We have a standard format for our unit test reports. There is a section at the top that identifies all kinds of information about what we are testing. Then there is a section in the middle for our test steps. Finally there is a section at the bottom where we list our test results. Aside from these major areas on the document, we are pretty free in how we write our documentation.

The most important part for me is the steps. That is the meat of the test documentation. I often ponder what the best way to document your test steps is. Our testing team usually has generic steps that try to show the intent of what they are testing. I like to document very specific steps that anyone could follow if they read the document.

The problem with my technique is that it is hard to see the big picture of what those steps are accomplishing. Sure I could read the steps, and remember back what was in my mind. However I think the document should be readable to anyone else as well. Perhaps a combination of detailed steps with occsaional commentary to explain the big picture are in order.

Marked as Passed

Our development team has delegated the first line of cutomer support to our internal testing team. The test team is to try to replicate problems reported by our customer. This cuts down on developers being distracted from their primary role. It is best if the internal testers can help the customers figure out what's wrong.

Recently the customers reported a very strange behavior in some of our new software. A tester got assigned the task to replicate the problem. This tester could not even get the applicaiton launched. She reached out to a developer for help. The developer produced a recent build for the tester to use. Then tester then was able to launch the app.

This tester proceeded to then try the steps documented by the customer trouble ticket.

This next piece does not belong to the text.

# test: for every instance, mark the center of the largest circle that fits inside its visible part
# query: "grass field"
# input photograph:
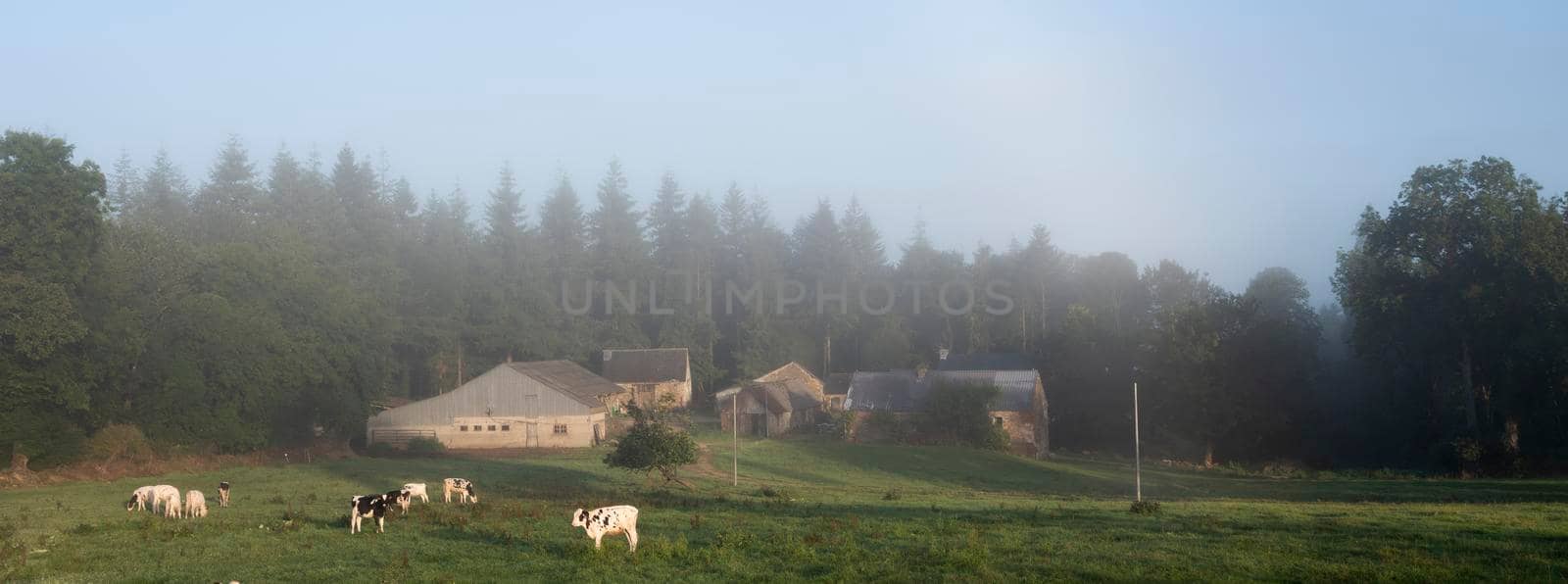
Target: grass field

There was no trouble for the tester when she tried following the steps. She made the conclusion that they developer must have fixed the customer problem. The tester reported that the problem was fixed and verified. Management took this diagnosis as gospel. Promises were made.

Disaster ensued from this mix up. The customer thought they were getting a fix. They received no such correction. Imagine development's surprise when this thing came back to us. Development was sure they never resolved the problem that the customer raised. This was tracked down and the conclusion was that the tester was never able to recreate the problem voiced by the customer. This is much different than testing and passing a fix.

Breaking Tests

I've got a relatively mature set of code that generates unit test data for a complex program we have. This code has been developed over the past 5 to 6 years. It creates about 15 postive test cases for different scenarios in the program. It also can also generate the same amount of negative test cases.

This year we added three more test cases. So the test code was modified to produce three more positive test cases worth of data. Things were looking good. I had a long standing action item to create data for a whole separate path that the program sometimes takes. This resulted in a new slew of tests.

At first I had some trouble generating the test data for the new scenarios. But I dug down and determined what I needed to change to get everything set up. I pretty much based the data creation on the existing routines to produce data for the existing scenarios. I was happy when the task was complete.

I decided to do a round of regression tests to make sure the original test scenarios still worked. Ooops. Looks like I broke half of them. Good thing I have an easy way to run the whole suite of tests for the original scenario. But now I got to big back in to ensure the new and old unit test scenarios are correctly served.